Analisando a minha obstinação…

Analisando a minha obstinação com aqueles temas que dão as notas mais insuportavelmente pessimistas de minha ficção, a saber, a violência, a insegurança, a feiura do ambiente e a incultura como norma, vejo que, instintivamente, acabo acertando aquilo que mais se distingue e mais importa nas últimas décadas. Nada há de original em nenhum destes temas; contudo, a virulência com que eles se impõem no cotidiano atual, todos eles de alguma forma interligados, e todos eles com ramificações incalculáveis, é algo que há algumas décadas não poderia ser retratado, por não corresponder à realidade. E mais importa fazê-lo agora porque mais se tenta ocultar o quão deprimente é o estado em que o Brasil se meteu. Não é possível olhar tudo isso sem o máximo espanto: um país que objetivamente alia as maiores taxas de homicídio com os piores níveis de educação do planeta… Dizê-lo e retratá-lo é, mesmo, desagradável, e não pode senão despertar antipatias. Mas alguém tem de fazê-lo, ainda que por consideração às vítimas desta catástrofe.

Em meados do último século…

Em meados do último século, não eram poucos os autores que recordavam saudosamente a belle époque, lamentando uma deterioração generalizada que abrangeu da arte ao cotidiano, das oportunidades aos costumes, da qualidade de vida às relações pessoais. Na maioria dos casos, o lamento partia de autores que viveram a infância no referido período, e portanto adicionavam ao contexto a lembrança de suas mais afetuosas memórias infantis. A geração seguinte, nascida no pós-guerra, que cresceu ouvindo de seus pais as histórias dos tempos passados memoráveis, é hoje a que relata com saudade os costumes que se perderam, as oportunidades que abundavam e o ambiente que se foi. Curiosamente, a geração que hoje vive a maturidade, se ainda não lamenta os tempos áureos de outrora, já pode pressupor com segurança que bastarão alguns anos para que comece a fazê-lo, em vista da atual degradação, também visível e generalizada. Que dizer?

Ao menos uma lição se pode tirar dos céticos…
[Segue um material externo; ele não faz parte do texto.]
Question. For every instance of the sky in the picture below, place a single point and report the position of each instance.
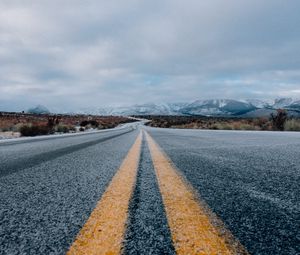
(71, 54)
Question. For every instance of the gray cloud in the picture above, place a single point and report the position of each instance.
(72, 54)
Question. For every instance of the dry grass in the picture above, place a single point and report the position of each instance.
(33, 124)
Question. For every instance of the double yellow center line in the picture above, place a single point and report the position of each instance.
(190, 225)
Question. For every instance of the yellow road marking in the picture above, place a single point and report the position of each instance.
(191, 227)
(104, 230)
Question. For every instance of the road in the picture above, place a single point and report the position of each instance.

Ao menos uma lição se pode tirar dos céticos: apegar-se apaixonadamente a uma crença é quase sempre tolice; o melhor é a serenidade, perante as dúvidas e perante as certezas. Apegar-se é frequentemente fechar-se, adicionando à crença um sentimento que o tempo amplifica, até um ponto em que, à menor contrariedade, exibe-se uma reação violenta. Afinal, manifesta-se não o conhecimento, ainda que presente, mas somente a emoção.

O brasileiro, hoje, cresce desprovido…

O brasileiro, hoje, cresce desprovido de um ambiente cultural compartilhado. Cresce sem saber o que é, por exemplo, literatura. E se por acaso a descobre, se um milagre desperta-lhe a curiosidade por ela e então procura o lugar em que escrevem os grandes autores, em que os grandes críticos estão a apresentar e criticar obras literárias, a disseminar o que de melhor se escreveu e se tem escrito, ele não o encontra, porque esse lugar não existe. O que há de bom são páginas amarelas e desbotadas, compráveis de segunda mão. E é curiosíssimo notar que, hoje, mesmo o que se escreve sobre literatura, não se escreve, mas se fala: o formato da alguma crítica literária que subsiste, compelida pela audiência, é o vídeo. Livros e letras tornaram-se intragáveis. Esse fracasso cultural assombroso, causa de um fracasso humano ainda maior, não ocorreria jamais num país que dispusesse ao menos de uma elite culta, porque esta, se verdadeiramente culta, tomaria para si a obrigação de algo fazer pela cultura, de algo fazer pelo país. Mas não, não… o melhor, agora, é nem instigá-lo, porque o mecenas possível é um mecenas já existente e desgraçadamente deturpado.